Io non lo so come è fatto l’amore che va via. Non so se somigli a un gabbiano che scappa sul mare, a una nuvola che si scioglie al sole o a un treno che parte il mattino presto, da un grigio autunno di Gare de Lyon.
Non so che faccia ha, questo amore che va via, ma so che ha gli occhi rossi del mio pianto acerbo, di fazzolettini nascosti sotto il cuscino e di parole trattenute, per sembrar diversi da sé.

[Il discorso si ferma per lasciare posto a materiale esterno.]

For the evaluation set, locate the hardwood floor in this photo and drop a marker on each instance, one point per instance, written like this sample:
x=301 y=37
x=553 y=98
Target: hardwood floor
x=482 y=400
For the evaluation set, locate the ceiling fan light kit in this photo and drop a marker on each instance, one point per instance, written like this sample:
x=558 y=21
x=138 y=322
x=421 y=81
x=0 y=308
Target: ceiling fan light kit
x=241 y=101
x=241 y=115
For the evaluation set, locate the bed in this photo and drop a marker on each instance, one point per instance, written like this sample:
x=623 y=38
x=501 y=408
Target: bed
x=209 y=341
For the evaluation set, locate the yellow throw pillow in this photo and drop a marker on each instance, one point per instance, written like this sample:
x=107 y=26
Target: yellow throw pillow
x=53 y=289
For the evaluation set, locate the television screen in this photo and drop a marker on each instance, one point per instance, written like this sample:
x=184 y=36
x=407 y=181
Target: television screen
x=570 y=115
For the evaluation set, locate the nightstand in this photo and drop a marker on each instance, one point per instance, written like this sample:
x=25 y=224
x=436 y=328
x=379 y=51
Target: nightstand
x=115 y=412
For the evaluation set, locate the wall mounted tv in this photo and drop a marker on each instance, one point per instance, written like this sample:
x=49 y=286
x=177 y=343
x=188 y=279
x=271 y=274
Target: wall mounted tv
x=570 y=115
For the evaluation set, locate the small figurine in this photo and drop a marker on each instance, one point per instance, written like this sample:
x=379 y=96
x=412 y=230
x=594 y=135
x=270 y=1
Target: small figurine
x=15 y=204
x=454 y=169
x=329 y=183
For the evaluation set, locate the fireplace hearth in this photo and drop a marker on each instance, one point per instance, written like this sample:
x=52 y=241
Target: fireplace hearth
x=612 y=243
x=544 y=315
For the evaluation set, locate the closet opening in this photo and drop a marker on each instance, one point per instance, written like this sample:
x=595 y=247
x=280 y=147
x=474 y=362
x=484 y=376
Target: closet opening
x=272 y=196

Ha il colore rosso della paura, del sangue e del tramonto che ti reca in dono la notte, nera puttana dei tuoi tarli amari. Ha le mani capienti, l’amore che va via, perché porta con sé tutto il mondo che ti circonda, lo sevizia e lo maltratta e lo getta in un burrone, cupo burrone ripieno di stracci, dove riesci a sfiorarlo solo con le unghie affilate dei ricordi. Ti lascia solo una carezza e un flagello, per crederti aggraziato mentre ti sputi addosso le tue colpe.
Come vorrei smettere di guardarlo, questo amore che va via, pallido riflesso marcio dell’amore che arriva. Come vorrei tornare ad essere me stesso, ad essere noi stessi, e dirsi che non importa che faccia ha, sto maledetto amore che va via, perché in fondo, tempo dopo tempo, lui è ancora qui.